Comme Auligny enfilait quelques-unes de ses raisons en faveur des indigènes, Guiscart dit :

— En Afrique du Nord, il faut que tu marches dans un rêve, sinon ce que tu vois te donne le cafard. Soit le rêve « français » : réduire, gouverner, exploiter. Soit le rêve « artiste » : danseuses, jasmin, petits garçons. Soit le rêve « humain » : assimilation, fraternité, justice. Tu as choisi le rêve numéro 3, qui t’a fourni une occupation pendant ton séjour à Birbatine : l’essentiel est donc acquis. Pour moi, tout ce que je sais de la question indigène, je l’ai appris en feuilletant des revues, à Alger, dans le salon d’attente d’un médecin. Par malheur, ce médecin, ayant fini par apprendre qui j’étais, décida de me donner toujours la priorité, de sorte qu’on me fit passer par un autre petit salon, où je ne restais jamais que quelques instants, et que je perdis ainsi mon unique occasion de me mettre au courant des grands problèmes de la vie coloniale.

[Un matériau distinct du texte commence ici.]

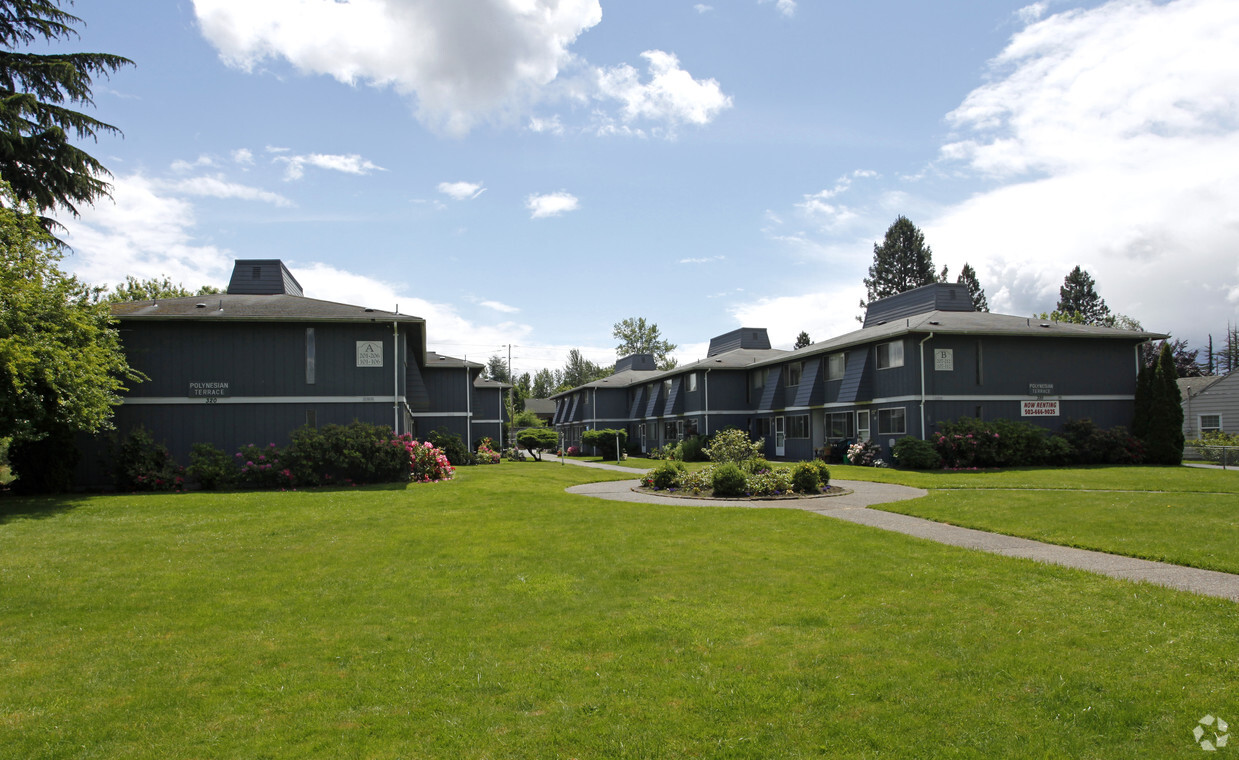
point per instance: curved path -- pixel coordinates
(854, 507)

Quand je te disais que, pour un agrément, on a dix embêtements de la notoriété ! Mais j’en sais assez pour penser que ces problèmes, comme tous les problèmes, naissent des divergences entre deux groupements qui ont l’un et l’autre des droits et des torts à peu près égaux. Ces problèmes, s’il fallait, premièrement, recueillir sur eux une documentation, deuxièmement, réfléchir sur cette documentation, troisièmement, se faire une opinion (sans compter que, leurs données se modifiant, tout serait bientôt à recommencer), la vie y passerait, et pour quelques-uns d’entre eux seulement. Et alors, quand jouirait-on ?

— Pourtant, la justice…

— Oh ! mais nous ne nous piquons pas de justice ! dit Guiscart, avec un air un peu offensé. Pour moi, le monde n’est pas un objet à comprendre ni à moraliser, mais à respirer. Tu vois, respirer c’est le contraire d’aller profond. J’ai respiré l’Afrique du Nord, et tout ce que j’y ai trouvé d’exquis était le fruit et la fleur de trois mille ans d’iniquités, dont la série continue et continuera toujours, parce qu’elle est dans l’ordre des choses. Mais comme je n’ai d’autre but, sur ce globe calomnié, que de collectionner des illusions agréables, je ne me mets pas martel en tête à cause de l’iniquité. L’autre jour, à Marseille, une femme du peuple, devant qui je m’étonnais qu’elle eût tant d’enfants, étant si pauvre, me donnait en une seule phrase une justification sublime de la volupté : « Ah ! monsieur, quand on est sous la couverture, on ne sent pas la misère. » Je te répondrai de même : « Quand on est sous la couverture, on ne sent pas l’injustice. » Peut-être cela n’est-il pas bien. Mais n’ai-je pas le droit de préférer ce qui n’est pas le bien ? J’ai assez de sentiments nobles à d’autres propos. Il faut bien que je les contrebalance. Car il s’agit de savoir si on veut rester équilibré.